Family history can also guide the diagnosis, even when DNA-based genetic testing for an inherited disorder is not available. In a child who has a syncopal episode, a family history of syncope suggests long QT syndrome.27In an adult with fatigue or arthralgia, a family history of diabetes and cirrhosis should prompt measurement of transferrin saturation and consideration of hereditary hemochromatosis.28

New guidelines that incorporate genomic principles into the assessment of family history enhance the usefulness of this powerful clinical tool. Taking a traditional "directed" family history may be necessary in emergencies or when time is limited, but it should not replace the three-generation pedigree chart for each patient.

Glossary of Genomics

Consanguinity:A genetic relationship between people who descend from a common ancestor. The blood relationship increases the chance of inheriting identical versions of a given gene.

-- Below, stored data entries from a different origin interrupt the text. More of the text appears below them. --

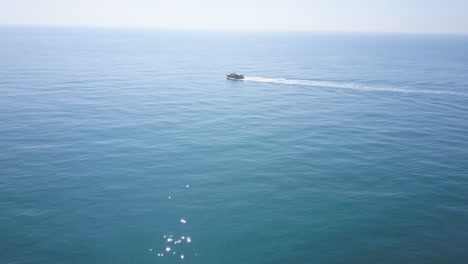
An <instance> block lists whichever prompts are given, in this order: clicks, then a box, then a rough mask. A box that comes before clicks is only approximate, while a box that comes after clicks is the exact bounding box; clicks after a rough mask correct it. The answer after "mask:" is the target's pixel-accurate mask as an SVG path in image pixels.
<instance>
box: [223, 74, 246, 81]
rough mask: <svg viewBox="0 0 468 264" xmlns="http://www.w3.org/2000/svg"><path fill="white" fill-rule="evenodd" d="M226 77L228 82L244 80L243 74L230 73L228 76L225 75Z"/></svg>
mask: <svg viewBox="0 0 468 264" xmlns="http://www.w3.org/2000/svg"><path fill="white" fill-rule="evenodd" d="M226 76H227V79H228V80H243V79H244V74H237V73H230V74H227V75H226Z"/></svg>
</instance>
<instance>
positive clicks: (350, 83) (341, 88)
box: [244, 77, 468, 96]
mask: <svg viewBox="0 0 468 264" xmlns="http://www.w3.org/2000/svg"><path fill="white" fill-rule="evenodd" d="M244 80H245V81H250V82H261V83H277V84H286V85H299V86H314V87H324V88H333V89H352V90H363V91H381V92H396V93H424V94H450V95H460V96H468V93H463V92H456V91H444V90H422V89H411V88H401V87H387V86H371V85H365V84H358V83H346V82H333V81H316V80H297V79H284V78H264V77H245V78H244Z"/></svg>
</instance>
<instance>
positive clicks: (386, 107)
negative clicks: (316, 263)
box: [0, 26, 468, 264]
mask: <svg viewBox="0 0 468 264" xmlns="http://www.w3.org/2000/svg"><path fill="white" fill-rule="evenodd" d="M0 36H1V37H0V262H1V263H278V264H279V263H468V251H467V248H468V74H467V73H468V37H467V36H443V35H440V36H437V35H434V36H431V35H396V34H344V33H343V34H338V33H336V34H327V33H240V32H239V33H229V34H227V33H216V32H211V33H210V32H170V31H151V30H123V29H122V30H119V29H91V28H89V29H86V28H46V27H44V28H40V27H36V28H35V27H6V26H3V27H0ZM232 71H238V72H240V73H244V74H245V76H246V79H245V80H244V81H228V80H226V79H225V74H226V73H229V72H232Z"/></svg>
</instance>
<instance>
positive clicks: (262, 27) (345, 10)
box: [0, 0, 468, 34]
mask: <svg viewBox="0 0 468 264" xmlns="http://www.w3.org/2000/svg"><path fill="white" fill-rule="evenodd" d="M0 24H26V25H65V26H67V25H71V26H111V27H144V28H162V29H201V30H294V31H296V30H300V31H304V30H305V31H354V32H356V31H358V32H420V33H462V34H468V0H270V1H267V0H233V1H227V0H0Z"/></svg>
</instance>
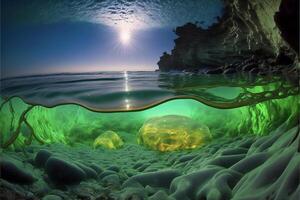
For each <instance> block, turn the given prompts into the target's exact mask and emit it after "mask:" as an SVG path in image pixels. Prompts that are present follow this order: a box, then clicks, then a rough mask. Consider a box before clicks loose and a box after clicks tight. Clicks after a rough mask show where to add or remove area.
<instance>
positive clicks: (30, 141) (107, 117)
mask: <svg viewBox="0 0 300 200" xmlns="http://www.w3.org/2000/svg"><path fill="white" fill-rule="evenodd" d="M298 98H299V97H298V96H290V97H287V98H284V99H278V100H269V101H264V102H261V103H258V104H255V105H250V106H244V107H239V108H234V109H217V108H213V107H209V106H206V105H204V104H202V103H199V102H198V101H195V100H192V99H177V100H172V101H168V102H166V103H163V104H160V105H158V106H156V107H152V108H150V109H147V110H143V111H135V112H115V113H100V112H93V111H90V110H87V109H86V108H84V107H81V106H79V105H74V104H69V105H59V106H56V107H53V108H46V107H43V106H34V107H33V108H32V109H31V110H29V111H28V113H27V114H26V116H25V119H26V121H27V122H28V124H29V126H27V125H26V123H24V122H23V123H21V126H20V127H19V129H20V131H19V132H18V130H17V129H18V125H19V123H20V122H21V120H20V119H21V118H22V117H21V115H22V112H23V111H24V110H26V109H27V108H28V107H29V106H30V105H28V104H26V103H24V102H23V101H22V100H21V99H20V98H13V99H11V100H10V101H9V102H7V103H5V104H4V105H3V107H2V109H1V112H0V130H1V144H2V145H3V144H5V143H7V141H9V140H11V138H13V137H16V140H15V141H14V142H13V144H12V145H11V146H12V147H16V146H20V145H24V143H30V142H31V140H32V142H37V141H42V142H44V143H63V144H68V145H75V144H78V143H79V144H86V145H91V146H92V144H93V142H94V140H95V139H96V138H97V137H98V136H99V135H100V134H101V133H103V132H105V131H110V130H111V131H115V132H116V133H118V134H119V135H120V136H121V138H122V139H123V140H124V142H125V143H136V142H137V137H136V135H137V133H138V131H139V129H140V127H141V126H142V125H143V123H144V122H145V121H146V120H147V119H150V118H152V117H157V116H164V115H183V116H187V117H190V118H192V119H193V120H196V121H198V122H199V123H201V124H205V125H206V126H208V127H209V129H210V131H211V134H212V137H213V138H217V137H220V136H229V137H232V136H242V135H247V134H254V135H265V134H268V133H270V131H271V130H272V129H274V128H276V127H278V126H279V125H280V124H282V123H284V122H286V121H288V123H290V124H295V123H296V121H297V119H298V115H299V109H298V107H299V102H298ZM1 101H2V102H3V100H1ZM2 102H1V103H2ZM31 128H32V129H31ZM16 132H18V133H17V135H16ZM32 132H34V136H35V137H36V138H35V137H33V135H32V134H31V133H32Z"/></svg>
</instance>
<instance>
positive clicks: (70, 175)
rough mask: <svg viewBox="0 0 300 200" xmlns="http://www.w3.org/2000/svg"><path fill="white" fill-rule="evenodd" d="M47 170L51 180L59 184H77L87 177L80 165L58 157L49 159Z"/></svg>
mask: <svg viewBox="0 0 300 200" xmlns="http://www.w3.org/2000/svg"><path fill="white" fill-rule="evenodd" d="M45 171H46V173H47V174H48V176H49V178H50V180H51V181H53V182H54V183H56V184H59V185H76V184H79V183H80V182H81V181H82V180H84V179H85V178H86V174H85V172H84V171H83V170H82V169H81V168H80V167H78V166H77V165H75V164H73V163H70V162H68V161H65V160H62V159H59V158H56V157H50V158H49V159H48V160H47V162H46V165H45Z"/></svg>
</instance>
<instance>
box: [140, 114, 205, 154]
mask: <svg viewBox="0 0 300 200" xmlns="http://www.w3.org/2000/svg"><path fill="white" fill-rule="evenodd" d="M210 137H211V136H210V131H209V129H208V127H207V126H205V125H202V124H200V123H199V122H197V121H195V120H193V119H191V118H189V117H186V116H180V115H166V116H162V117H154V118H151V119H149V120H147V121H146V122H145V123H144V124H143V126H142V127H141V129H140V130H139V134H138V143H139V144H143V145H145V146H147V147H149V148H151V149H154V150H158V151H173V150H184V149H194V148H197V147H199V146H201V145H203V144H205V142H207V141H208V140H209V139H210Z"/></svg>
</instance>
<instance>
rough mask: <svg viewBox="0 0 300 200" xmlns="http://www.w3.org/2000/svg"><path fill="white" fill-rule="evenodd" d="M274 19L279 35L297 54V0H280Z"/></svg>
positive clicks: (298, 18)
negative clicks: (280, 3)
mask: <svg viewBox="0 0 300 200" xmlns="http://www.w3.org/2000/svg"><path fill="white" fill-rule="evenodd" d="M274 19H275V21H276V24H277V26H278V28H279V29H280V31H281V36H282V37H283V38H284V39H285V41H287V42H288V43H289V45H290V46H291V47H292V48H293V49H294V50H295V51H296V52H297V53H298V54H299V0H282V2H281V4H280V8H279V11H278V12H276V14H275V16H274Z"/></svg>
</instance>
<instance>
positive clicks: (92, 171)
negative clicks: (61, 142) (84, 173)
mask: <svg viewBox="0 0 300 200" xmlns="http://www.w3.org/2000/svg"><path fill="white" fill-rule="evenodd" d="M76 165H77V166H78V167H80V168H81V169H82V170H83V171H84V173H85V174H86V177H87V178H97V172H96V171H95V170H94V169H93V168H91V167H88V166H86V165H84V164H82V163H76Z"/></svg>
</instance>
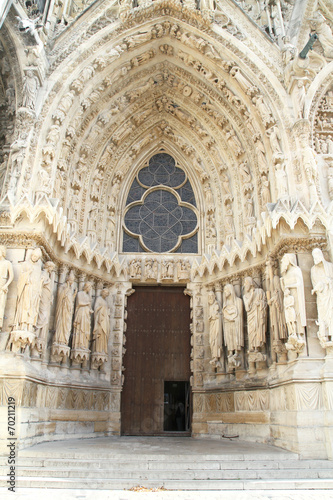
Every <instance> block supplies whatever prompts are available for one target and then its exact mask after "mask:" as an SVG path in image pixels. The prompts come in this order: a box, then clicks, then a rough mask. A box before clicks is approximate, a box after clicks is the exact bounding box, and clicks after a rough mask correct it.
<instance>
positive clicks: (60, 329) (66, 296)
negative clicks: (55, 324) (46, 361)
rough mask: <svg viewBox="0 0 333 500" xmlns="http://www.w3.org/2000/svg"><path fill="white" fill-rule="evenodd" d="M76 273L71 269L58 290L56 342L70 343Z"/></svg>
mask: <svg viewBox="0 0 333 500" xmlns="http://www.w3.org/2000/svg"><path fill="white" fill-rule="evenodd" d="M73 285H74V274H73V272H72V271H71V272H70V273H69V275H68V277H67V280H66V283H64V284H63V285H61V287H60V288H59V291H58V297H57V308H56V328H55V336H54V341H53V343H54V344H62V345H66V346H67V345H68V342H69V336H70V333H71V328H72V317H73V308H74V300H75V296H76V290H75V291H74V286H73Z"/></svg>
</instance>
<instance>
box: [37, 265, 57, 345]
mask: <svg viewBox="0 0 333 500" xmlns="http://www.w3.org/2000/svg"><path fill="white" fill-rule="evenodd" d="M54 269H55V264H54V263H53V262H51V261H48V262H45V265H44V269H43V272H42V293H41V297H40V304H39V312H38V319H37V325H36V330H37V331H36V334H37V335H38V338H40V339H42V340H45V339H46V338H47V334H48V329H49V320H50V312H51V305H52V302H53V277H52V272H53V271H54Z"/></svg>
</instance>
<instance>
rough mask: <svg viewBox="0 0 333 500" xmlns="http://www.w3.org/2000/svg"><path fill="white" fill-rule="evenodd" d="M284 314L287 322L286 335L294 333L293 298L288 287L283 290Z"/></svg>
mask: <svg viewBox="0 0 333 500" xmlns="http://www.w3.org/2000/svg"><path fill="white" fill-rule="evenodd" d="M283 306H284V314H285V318H286V323H287V329H288V335H289V336H290V335H296V311H295V299H294V297H293V296H292V295H291V293H290V289H289V288H285V290H284V299H283Z"/></svg>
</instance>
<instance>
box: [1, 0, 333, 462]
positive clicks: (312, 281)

Tutor:A person who seeks genetic counseling to obtain information about a disease or condition in the family.

Predictive genetic tests:Determine the genetic variation in an asymptomatic individual to determine whether the probability of a given disease or condition is greater than the population mean.

test:The person in a family affected by a disease or condition that raises suspicion that other family members may be more susceptible to the same disease or condition.